Hello everyone, sorry for the informal vote, but Paul Nicolucci had the
idea.

We had the discussion before, and no one really has objected, but I want to
vote on this.
The issue is:
We have divergent codebases for the jsf.js for 2.3 between next and 2.3.x
and 4.0
next was derived from 2.3 but got rid of tons of legacy code and hence
uplifted the browser baseline to IE9 atm.
This is becoming a maintenance burden because I basically have to maintain
4 different code branches for every fix.
2.3
2.3-next
4.0
and 4.0 Typescript which will replace 4.0 hopefully soon.
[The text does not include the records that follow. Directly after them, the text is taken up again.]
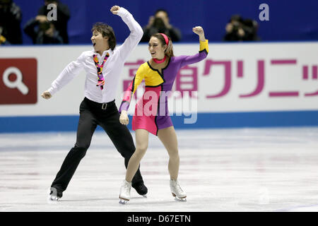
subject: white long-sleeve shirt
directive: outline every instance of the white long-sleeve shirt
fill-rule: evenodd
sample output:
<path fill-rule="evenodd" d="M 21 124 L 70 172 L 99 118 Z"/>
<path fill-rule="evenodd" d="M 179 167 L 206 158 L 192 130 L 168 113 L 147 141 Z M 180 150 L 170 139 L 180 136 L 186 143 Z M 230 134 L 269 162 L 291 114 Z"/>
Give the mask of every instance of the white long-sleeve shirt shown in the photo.
<path fill-rule="evenodd" d="M 109 49 L 104 51 L 102 56 L 94 51 L 83 52 L 74 61 L 69 64 L 51 85 L 48 91 L 54 95 L 65 85 L 69 83 L 79 72 L 84 69 L 86 72 L 85 81 L 85 96 L 90 100 L 104 103 L 112 101 L 116 97 L 116 90 L 122 73 L 124 64 L 129 53 L 136 47 L 143 36 L 143 30 L 134 19 L 132 15 L 125 8 L 121 7 L 117 13 L 130 30 L 130 35 L 119 47 L 112 51 Z M 98 83 L 98 73 L 93 55 L 98 56 L 100 64 L 102 63 L 106 53 L 110 56 L 102 68 L 105 85 L 102 90 Z"/>

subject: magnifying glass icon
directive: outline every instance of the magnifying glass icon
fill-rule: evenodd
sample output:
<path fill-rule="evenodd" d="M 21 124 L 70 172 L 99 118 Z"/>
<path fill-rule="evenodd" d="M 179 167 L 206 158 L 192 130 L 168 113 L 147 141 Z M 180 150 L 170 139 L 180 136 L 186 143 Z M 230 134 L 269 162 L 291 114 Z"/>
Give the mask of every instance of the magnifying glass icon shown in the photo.
<path fill-rule="evenodd" d="M 14 73 L 16 76 L 15 81 L 11 81 L 8 79 L 8 77 L 11 73 Z M 22 94 L 27 95 L 28 93 L 29 93 L 29 88 L 22 82 L 22 78 L 23 76 L 21 71 L 15 66 L 11 66 L 6 69 L 4 72 L 3 80 L 4 85 L 11 89 L 17 88 Z"/>

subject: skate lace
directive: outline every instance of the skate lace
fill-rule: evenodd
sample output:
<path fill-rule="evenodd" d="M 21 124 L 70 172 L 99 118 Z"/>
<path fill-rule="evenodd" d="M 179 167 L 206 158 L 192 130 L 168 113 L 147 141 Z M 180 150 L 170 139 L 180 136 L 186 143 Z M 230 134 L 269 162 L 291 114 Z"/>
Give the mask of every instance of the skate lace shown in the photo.
<path fill-rule="evenodd" d="M 181 189 L 180 186 L 179 185 L 179 184 L 177 182 L 175 185 L 175 189 L 177 190 L 177 193 L 182 193 L 183 191 Z"/>
<path fill-rule="evenodd" d="M 129 190 L 130 190 L 129 184 L 125 182 L 125 184 L 124 184 L 124 190 L 125 191 L 126 193 L 129 192 Z"/>

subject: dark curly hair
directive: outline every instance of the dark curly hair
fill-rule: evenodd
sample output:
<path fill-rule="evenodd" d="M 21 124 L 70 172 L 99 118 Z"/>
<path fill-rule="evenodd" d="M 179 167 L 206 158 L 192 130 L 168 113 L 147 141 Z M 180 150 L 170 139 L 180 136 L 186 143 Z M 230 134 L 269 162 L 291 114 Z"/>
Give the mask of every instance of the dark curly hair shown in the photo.
<path fill-rule="evenodd" d="M 116 37 L 114 36 L 112 28 L 104 23 L 96 23 L 93 25 L 92 32 L 94 30 L 100 32 L 104 37 L 108 37 L 108 44 L 110 49 L 114 50 L 116 47 Z"/>

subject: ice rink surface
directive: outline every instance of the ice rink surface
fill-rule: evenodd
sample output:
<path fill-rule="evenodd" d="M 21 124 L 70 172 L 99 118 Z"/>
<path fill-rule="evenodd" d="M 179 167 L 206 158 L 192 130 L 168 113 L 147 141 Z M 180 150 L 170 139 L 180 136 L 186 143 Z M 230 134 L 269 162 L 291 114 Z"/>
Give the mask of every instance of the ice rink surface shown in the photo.
<path fill-rule="evenodd" d="M 96 131 L 63 198 L 47 191 L 76 133 L 0 133 L 0 211 L 318 211 L 318 128 L 177 130 L 179 181 L 169 187 L 168 155 L 151 135 L 141 170 L 145 198 L 131 189 L 119 203 L 124 159 Z M 132 132 L 134 139 L 134 133 Z"/>

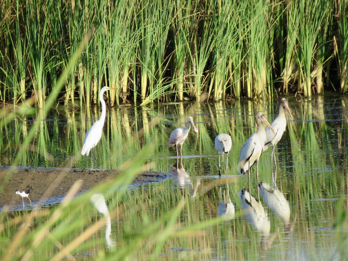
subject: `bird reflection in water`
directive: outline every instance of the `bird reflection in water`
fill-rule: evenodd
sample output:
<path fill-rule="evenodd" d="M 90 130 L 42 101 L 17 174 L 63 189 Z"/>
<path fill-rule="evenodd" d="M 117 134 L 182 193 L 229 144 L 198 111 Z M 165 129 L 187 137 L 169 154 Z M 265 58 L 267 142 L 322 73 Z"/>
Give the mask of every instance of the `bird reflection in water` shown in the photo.
<path fill-rule="evenodd" d="M 197 189 L 200 184 L 200 179 L 197 179 L 196 188 L 194 189 L 191 177 L 187 174 L 183 166 L 182 158 L 180 160 L 180 167 L 179 167 L 179 159 L 178 158 L 176 166 L 171 166 L 170 171 L 173 175 L 173 181 L 174 183 L 177 183 L 180 188 L 184 189 L 188 187 L 190 190 L 190 195 L 193 197 L 196 196 Z"/>
<path fill-rule="evenodd" d="M 110 218 L 108 207 L 105 203 L 104 196 L 101 194 L 94 194 L 90 197 L 90 201 L 98 212 L 103 214 L 106 217 L 106 227 L 105 230 L 105 239 L 106 240 L 106 245 L 110 248 L 115 245 L 116 242 L 110 239 L 110 235 L 111 235 L 111 219 Z"/>
<path fill-rule="evenodd" d="M 259 184 L 261 196 L 265 203 L 272 211 L 280 216 L 284 222 L 284 230 L 286 231 L 291 232 L 294 227 L 294 222 L 290 223 L 290 206 L 278 188 L 271 187 L 267 183 L 260 182 Z"/>
<path fill-rule="evenodd" d="M 264 249 L 270 246 L 276 235 L 270 236 L 271 223 L 260 200 L 257 200 L 246 189 L 238 193 L 244 216 L 256 230 L 262 233 L 261 246 Z"/>
<path fill-rule="evenodd" d="M 226 199 L 226 190 L 223 191 L 223 199 L 222 198 L 222 189 L 221 189 L 221 179 L 220 180 L 220 203 L 217 207 L 217 214 L 219 216 L 224 216 L 231 219 L 235 217 L 235 206 L 232 203 L 230 197 L 230 191 L 227 181 L 227 177 L 226 176 L 226 186 L 227 188 L 228 200 Z"/>

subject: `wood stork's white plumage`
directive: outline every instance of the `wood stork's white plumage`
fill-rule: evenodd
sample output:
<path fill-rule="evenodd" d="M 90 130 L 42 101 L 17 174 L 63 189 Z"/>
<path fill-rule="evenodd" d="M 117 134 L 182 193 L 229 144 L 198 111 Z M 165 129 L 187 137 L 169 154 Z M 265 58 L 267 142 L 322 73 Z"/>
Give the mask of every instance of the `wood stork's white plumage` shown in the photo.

On top of that we have a ton of custom parameters I want to cut down like
expanded, complete at... which load different aspects of the build
my goal is to have only development and production with development being
an uncompressed build and production being a compressed build.
I18n also will be phased ont on the javascript side and an include of its
own (i18n is deprecated anyway, no one really used it to my knowledge and
the RI does
not have it)

The thing is I merged all this recently into 2.3 given that there was no
negative feedback, but I can revert this change easily. Given that
2.3 is a stable codebase, it is better to vote on this before either
keeping it that way or reverting it back. Some users might rely on older
browsers still
and cutting them off from a stable branch might be a bad idea.

So here is my Question

Do we want this, less code on the jsf.js side, reduced configuration, but
also lifting the browser baseline and that in a stable branch?

Yes or no?


Please do a proper vote with +1 being YES, and -1 being NO!

This is an informal vote, from my side!